Recently, I have been researching and writing on ecclesiology as it relates to the German Confessing Church and specifically to Dietrich Bonhoeffer's writings. 

In Sanctorum Communio he makes a statement that has a profoundly practical application. The church is Christ existing as community for the sake of the other. 

This is an essential reality of what it means to be the church. Community as Christ. A message of ontologogical substance in definition, yet also full of practical economy in how it functions in the world as Christ functioned in the world. 

A suffering servant. 

Do we suffer for the broken? The widow? The orphan? 

I believe that at our core, we ought to. To love our neighbor and our enemy is the most Christian thing one can do. 

But herein lies the ambiguity of orthodoxy. What do we do when our particular range of doctrinal belief is different than our fellow Christians in other denominations, countries, races, sexual orientations, and genders? 

Does it matter?

What is orthodoxy?

I would say it does matter. The more I read and write on the confessing church, the more I am convinced of the bare bones reality of the scripture being preached and the sacraments practiced is the embodiment of what Church looks like. To confess the gospel of Christ should be a social reality. But while it may look like a practical and potentially liberating truth that allows for a wide range of beliefs, I would counter that a social gospel is one that takes seriously the reality of the transformative cost of grace. We invite all no matter who they are and what their sin, but through discipleship and participation in the life giving grace of the gospel, the church should never expect nor allow any sinner (read all people) to remain there as a sinner. 

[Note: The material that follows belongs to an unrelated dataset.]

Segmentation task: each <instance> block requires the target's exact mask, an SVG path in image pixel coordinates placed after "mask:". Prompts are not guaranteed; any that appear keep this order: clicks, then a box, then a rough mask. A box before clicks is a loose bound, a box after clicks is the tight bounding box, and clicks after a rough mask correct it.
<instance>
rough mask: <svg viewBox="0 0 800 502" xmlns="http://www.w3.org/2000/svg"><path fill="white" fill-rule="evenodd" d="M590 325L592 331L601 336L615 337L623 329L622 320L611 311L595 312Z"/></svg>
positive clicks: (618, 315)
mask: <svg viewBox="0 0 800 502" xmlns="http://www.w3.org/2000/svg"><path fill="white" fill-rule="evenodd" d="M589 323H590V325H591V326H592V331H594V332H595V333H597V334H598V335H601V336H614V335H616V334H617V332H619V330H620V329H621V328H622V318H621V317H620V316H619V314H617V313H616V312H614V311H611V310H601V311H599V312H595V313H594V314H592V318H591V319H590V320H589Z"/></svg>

In the coming days, months, and years, the ambiguity of orthodoxy will become more and more blurry. I believe that the church is becoming more socially minded , which is very good, but in doing so, is allowing for cultural influence to usurp the costliness of true grace. 

In this way, orthodoxy becomes a victim to relativism and orthodoxy is fragmented to a hierarchy of belief. Essentials and non essentials. But I wonder, if the main reason Christ went to the cross was to break the context of sin and become the mediator for human kind with God in relationship and to establish a new humanity, it would make sense to me that sin, injustice, and unrighteousness are not simple things humans can pick and choose to define categories of what falls in them or not. Rather, the cross calls all sinners to become new creatures leaving sin behind, not justifying it (see Romans 6). 

It is not my place to judge anyone, but it is within my place as a member of the body of Christ, the church, to proclaim the simple reality of the cross, costly grace, and transformation into disciples. Orthodoxy is not as ambiguous as culture wants us to think, and for this, I thank God.